Il nuovo member’s club più esclusivo? Si chiama The Wilde e si trova a un indirizzo molto speciale di Milano

Si chiama The Wilde, è il nuovo member’s club a Milano e, nonostante il nome, di selvaggio non ha proprio niente. Anzi, in via dei Giardini 16 si respira quell’aria di esclusività tipica da club inglese, con il suo fine-dining, good-drinking, slow-cigar-smoking, in chiave però molto più contemporanea e very-very-hype. Chi l’ha pensato? Gary Landesberg, famoso per avere lanciato il rinomato The Arts Club, a Londra e Dubai.
Tutto è, of course, curato nei minimi particolari. A partire dalla location, una villa modernista di 1.800 mq, che è stata l’ex residenza di Santo Versace, progettata da Carlo De Carli e Antonio Carminati, completamente rivisitata, nei tre anni di ristrutturazione, dal designer Fabrizio Casiraghi. Sorprendente è anche la vasta collezione di arte curata da un altro nome di spicco, Ed Tang di Art Bureau, con quelle opere di Diane dal Pra e di Andy Warhol che, inaspettatamente, sono invece in perfetta simbiosi con gli arredi in noce americano, combinati con materiali come il legno laccato rosa, il velluto, il travertino classico.

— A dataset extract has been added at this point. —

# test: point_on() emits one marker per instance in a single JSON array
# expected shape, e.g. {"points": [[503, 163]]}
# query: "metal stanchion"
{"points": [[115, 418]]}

E se la cigar lounge Arturo, tutta in cuoio marrone, è particolarmente apprezzata per la sua atmosfera calda; la biblioteca, così riservata e tranquilla, è già diventata il luogo preferito meneghino per strette di mano segrete. Mentre i tre i ristoranti, con spazi per eventi e salette private, sono stati pensati per soddisfare anche i palati più capricciosi: The Club Room e Garden con la sua cucina italiana e tradizionale, Nina per gli amanti di quella latino-americana, Ava della mediterranea stagionale, con piatti freschi e preparazioni al josper.

«Entrare a far parte di The Wilde significa entrare a far parte di una comunità di soci dinamica, vibrante, che celebra la diversità culturale e riflette lo spirito cosmopolita di Milano», dice a Gentleman Gary Landesberg, sottolineando anche un altro aspetto del club, quello dell’alternarsi di serate esclusive di teatro, musica e arte, cene private con gli chef, workshop culturali, visite private a gallerie…
Il costo? Una joining-fee di 1.250 euro e poi 4mila euro l’anno, con uno sconto democratico riservato agli under 40. Sempre però che si riesca a essere ammessi, visto che la lista d’attesa pare essere diventata lunghissima. Chiunque può fare domanda ma, come in tutti gli exclusive-club, meglio se si è raccomandati da un socio, o da una socia, very-exclusive.